A RBLN model instance ready for inference on RBLN NPU devices.

from_pretrained(model_id, export=None, rbln_config=None, **kwargs) classmethod

The from_pretrained() function is utilized in its standard form as in the HuggingFace transformers library. User can use this function to load a pre-trained model from the HuggingFace library and convert it to a RBLN model to be run on RBLN NPUs.

Parameters:

Name Type Description Default
model_id Union[str, Path]

The model id of the pre-trained model to be loaded. It can be downloaded from the HuggingFace model hub or a local path, or a model id of a compiled model using the RBLN Compiler.

required
export Optional[bool]

A boolean flag to indicate whether the model should be compiled. If None, it will be determined based on the existence of the compiled model files in the model_id.

None
rbln_config Optional[Union[Dict, RBLNModelConfig]]
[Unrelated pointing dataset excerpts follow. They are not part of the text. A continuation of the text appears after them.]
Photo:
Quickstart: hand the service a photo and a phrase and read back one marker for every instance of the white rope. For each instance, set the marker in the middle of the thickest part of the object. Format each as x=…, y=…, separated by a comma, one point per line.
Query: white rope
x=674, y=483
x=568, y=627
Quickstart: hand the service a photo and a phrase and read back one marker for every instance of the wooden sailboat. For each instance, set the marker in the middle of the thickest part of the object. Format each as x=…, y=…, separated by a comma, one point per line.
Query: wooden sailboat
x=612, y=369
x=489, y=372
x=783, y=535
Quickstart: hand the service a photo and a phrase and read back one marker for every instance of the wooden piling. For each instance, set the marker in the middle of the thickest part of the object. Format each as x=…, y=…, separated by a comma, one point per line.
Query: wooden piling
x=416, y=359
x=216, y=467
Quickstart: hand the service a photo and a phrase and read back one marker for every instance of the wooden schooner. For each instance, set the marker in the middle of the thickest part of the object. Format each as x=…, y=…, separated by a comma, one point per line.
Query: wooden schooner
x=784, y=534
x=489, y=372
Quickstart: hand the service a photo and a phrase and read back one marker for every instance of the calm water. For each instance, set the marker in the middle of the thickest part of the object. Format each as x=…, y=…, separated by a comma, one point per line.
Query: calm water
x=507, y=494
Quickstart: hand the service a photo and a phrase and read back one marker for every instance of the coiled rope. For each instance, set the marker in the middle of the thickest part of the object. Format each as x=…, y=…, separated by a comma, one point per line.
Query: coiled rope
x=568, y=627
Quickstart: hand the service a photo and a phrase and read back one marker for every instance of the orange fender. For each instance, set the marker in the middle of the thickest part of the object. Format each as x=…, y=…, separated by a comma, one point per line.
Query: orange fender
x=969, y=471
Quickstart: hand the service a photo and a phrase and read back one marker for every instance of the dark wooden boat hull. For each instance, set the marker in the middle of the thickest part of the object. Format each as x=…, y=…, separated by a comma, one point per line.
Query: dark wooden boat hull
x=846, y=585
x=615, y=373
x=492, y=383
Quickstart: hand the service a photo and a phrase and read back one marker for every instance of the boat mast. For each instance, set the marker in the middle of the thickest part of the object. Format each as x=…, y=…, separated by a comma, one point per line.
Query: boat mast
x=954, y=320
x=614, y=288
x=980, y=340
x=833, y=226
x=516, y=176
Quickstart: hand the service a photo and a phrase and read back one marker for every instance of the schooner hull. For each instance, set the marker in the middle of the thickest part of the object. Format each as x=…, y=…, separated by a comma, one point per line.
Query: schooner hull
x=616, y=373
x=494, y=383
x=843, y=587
Configuration for RBLN model compilation and runtime. This can be provided as a dictionary or an instance of the model's configuration class (e.g., RBLNLlamaForCausalLMConfig for Llama models). For detailed configuration options, see the specific model's configuration class documentation.

None
kwargs Any

Additional keyword arguments. Arguments with the prefix rbln_ are passed to rbln_config, while the remaining arguments are passed to the HuggingFace library.

{}

Returns:

Type Description
RBLNModel

A RBLN model instance ready for inference on RBLN NPU devices.

save_pretrained(save_directory, push_to_hub=False, **kwargs)

Saves a model and its configuration file to a directory, so that it can be re-loaded using the [~optimum.rbln.modeling_base.RBLNBaseModel.from_pretrained] class method.

Parameters:

Name Type Description Default
save_directory Union[str, Path]

Directory where to save the model file.

required
push_to_hub bool

Whether or not to push your model to the HuggingFace model hub after saving it.

False

Classes

RBLNColPaliForRetrievalConfig

Bases: RBLNModelConfig

Configuration class for RBLN ColPali models for document retrieval.

This class extends RBLNModelConfig with specific configurations for ColPali models, including vision tower settings and multi-sequence length support.

Example usage:

from optimum.rbln import RBLNColPaliForRetrieval, RBLNColPaliForRetrievalConfig

# Create a configuration object
config = RBLNColPaliForRetrievalConfig(
    max_seq_lens=1152,
    output_hidden_states=False,
    tensor_parallel_size=4
)

# Use the configuration with from_pretrained
model = RBLNColPaliForRetrieval.from_pretrained(
    "vidore/colpali-v1.3-hf",
    export=True,
    rbln_config=config
)

Functions

__init__(max_seq_lens=None, output_hidden_states=None, vision_tower=None, **kwargs)

Parameters:

Name Type Description Default
max_seq_lens Union[int, List[int]]

The maximum sequence lengths for the language model. This can be multiple values, and the model will be compiled for each max_seq_len, allowing selection of the most appropriate max_seq_len at inference time.

None
output_hidden_states Optional[bool]

Whether to output the hidden states of the language model.

None
vision_tower Optional[RBLNModelConfig]

Configuration for the vision encoder component.

None
kwargs Any

Additional arguments passed to the parent RBLNModelConfig.

{}

Raises: ValueError: If batch_size is not a positive integer.

load(path, **kwargs) classmethod

Load a RBLNModelConfig from a path.

Parameters:

Name Type Description Default
path str

Path to the RBLNModelConfig file or directory containing the config file.

required
kwargs Any

Additional keyword arguments to override configuration values. Keys starting with 'rbln_' will have the prefix removed and be used to update the configuration.

{}

Returns:

Name Type Description
RBLNModelConfig RBLNModelConfig

The loaded configuration instance.

Note

This method loads the configuration from the specified path and applies any provided overrides. If the loaded configuration class doesn't match the expected class, a warning will be logged.